Presentation Time: 03:15 PM - 04:30 PM
Poster Board Number: B582
Abstract ID: 5207

Presenting Author:
Lindsay G Miller , Graduate Student at Washington State Univ.

Abstract:

Human parainfluenza virus type 3 (HPIV3) causes lower respiratory illnesses such as pneumonia or bronchiolitis in infants, young children, and the immunocompromised. HPIV3 associated airway inflammatory diseases manifest as a result of host mediated exaggerated inflammatory response, though limited knowledge exists regarding HPIV3-host interactions.
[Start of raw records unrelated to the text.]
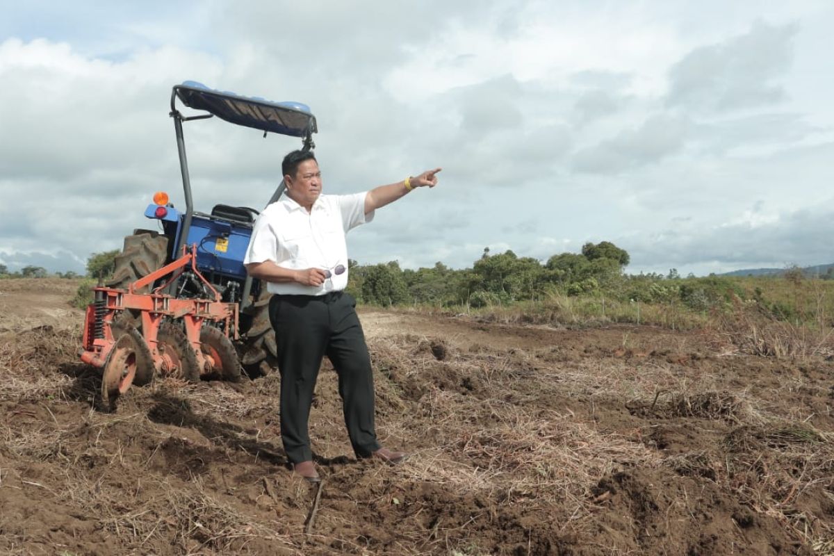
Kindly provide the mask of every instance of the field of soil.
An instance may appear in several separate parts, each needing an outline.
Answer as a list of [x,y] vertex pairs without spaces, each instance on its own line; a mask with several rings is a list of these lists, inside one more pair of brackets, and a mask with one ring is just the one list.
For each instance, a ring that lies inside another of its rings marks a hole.
[[319,490],[277,373],[98,410],[77,285],[0,281],[0,553],[834,554],[827,351],[365,308],[378,433],[410,457],[354,458],[325,363]]

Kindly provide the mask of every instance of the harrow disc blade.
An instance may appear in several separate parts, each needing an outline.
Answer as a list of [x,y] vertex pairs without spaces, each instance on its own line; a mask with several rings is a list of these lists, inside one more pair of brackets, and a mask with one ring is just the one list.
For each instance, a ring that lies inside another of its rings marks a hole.
[[138,348],[129,334],[123,334],[108,355],[102,373],[102,403],[108,410],[116,409],[116,402],[133,383]]
[[203,327],[200,330],[200,347],[203,353],[210,359],[212,370],[224,380],[239,382],[243,368],[234,351],[234,346],[218,328]]
[[183,329],[173,323],[163,323],[157,334],[157,350],[163,358],[162,373],[196,383],[200,380],[197,353]]

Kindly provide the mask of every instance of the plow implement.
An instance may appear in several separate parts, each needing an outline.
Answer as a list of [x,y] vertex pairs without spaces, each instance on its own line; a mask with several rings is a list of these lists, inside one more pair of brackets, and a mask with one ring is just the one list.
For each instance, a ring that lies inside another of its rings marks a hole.
[[[163,293],[188,273],[206,295],[181,298]],[[159,283],[149,293],[138,293]],[[197,268],[196,247],[183,248],[173,263],[131,283],[127,289],[93,288],[78,355],[102,369],[101,398],[113,410],[133,384],[155,376],[195,382],[204,378],[237,381],[241,366],[232,340],[238,335],[238,303],[220,293]]]

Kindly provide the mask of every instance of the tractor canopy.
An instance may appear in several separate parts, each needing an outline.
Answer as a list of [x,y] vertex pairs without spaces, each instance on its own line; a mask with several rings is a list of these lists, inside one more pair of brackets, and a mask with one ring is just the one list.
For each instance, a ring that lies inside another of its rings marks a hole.
[[[231,123],[292,137],[309,137],[318,132],[315,116],[309,106],[301,103],[244,97],[218,91],[196,81],[175,85],[173,93],[189,108],[205,110]],[[173,98],[171,109],[173,111]]]

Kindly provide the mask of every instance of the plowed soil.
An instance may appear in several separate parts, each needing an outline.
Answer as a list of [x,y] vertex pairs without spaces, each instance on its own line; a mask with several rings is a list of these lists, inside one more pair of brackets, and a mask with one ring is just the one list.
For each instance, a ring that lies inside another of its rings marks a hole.
[[834,363],[708,331],[365,308],[378,433],[335,373],[293,477],[277,373],[171,378],[98,408],[77,283],[0,281],[0,553],[834,554]]

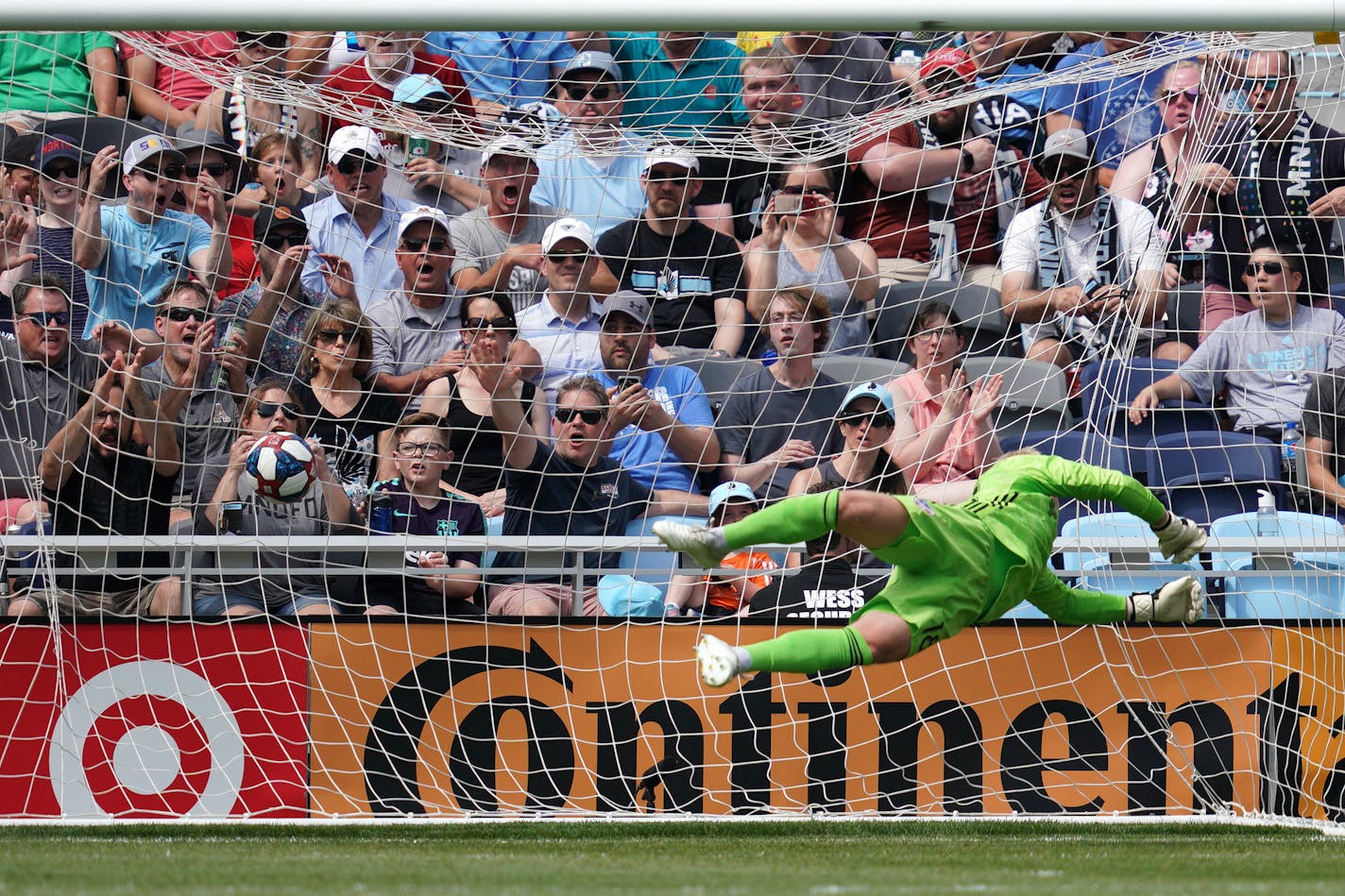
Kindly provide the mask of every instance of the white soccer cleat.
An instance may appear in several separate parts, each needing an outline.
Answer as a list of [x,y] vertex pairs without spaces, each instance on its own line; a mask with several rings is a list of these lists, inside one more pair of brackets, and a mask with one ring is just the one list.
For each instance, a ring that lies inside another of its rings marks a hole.
[[695,644],[695,662],[707,687],[724,687],[738,675],[737,652],[714,635],[701,635]]
[[672,519],[660,519],[654,523],[654,534],[672,550],[681,550],[691,558],[699,569],[714,569],[729,553],[724,544],[724,533],[718,529],[705,526],[689,526]]
[[1158,596],[1134,593],[1127,599],[1127,622],[1196,623],[1205,618],[1205,587],[1182,576],[1158,589]]

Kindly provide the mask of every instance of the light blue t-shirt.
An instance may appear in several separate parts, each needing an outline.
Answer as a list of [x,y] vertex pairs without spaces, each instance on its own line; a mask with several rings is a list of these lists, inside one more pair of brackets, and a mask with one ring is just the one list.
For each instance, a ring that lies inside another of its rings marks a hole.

ISGylation is a ubiquitin- like modification that plays a role in controlling various aspects of virus infections and is the process by which Interferon stimulated gene 15 (ISG15) is conjugated to target proteins by ubiquitin-like conjugating enzymes. Several respiratory viruses induce ISGylation, and this event has been shown to modulate virus-host interaction, typically leading to a restriction in viral replication. Because of its antiviral property, some viruses possess proteins which restrict ISGylation. So far, the role of ISGylation during HPIV3 infection has not been established, and as such, no HPIV3 viral protein has been identified in regulating ISGylation. We show that HPIV3 can induce ISGylation in both myeloid immune (macrophages) and non-myeloid stromal (epithelial cells) cells. Our studies also show HPIV3 encoded non-structural C protein inducing ISGylation in cells expressing the C protein.  The role of ISGylation during HPIV3 infection and the mechanism by which viral C protein induces ISGylation will be discussed.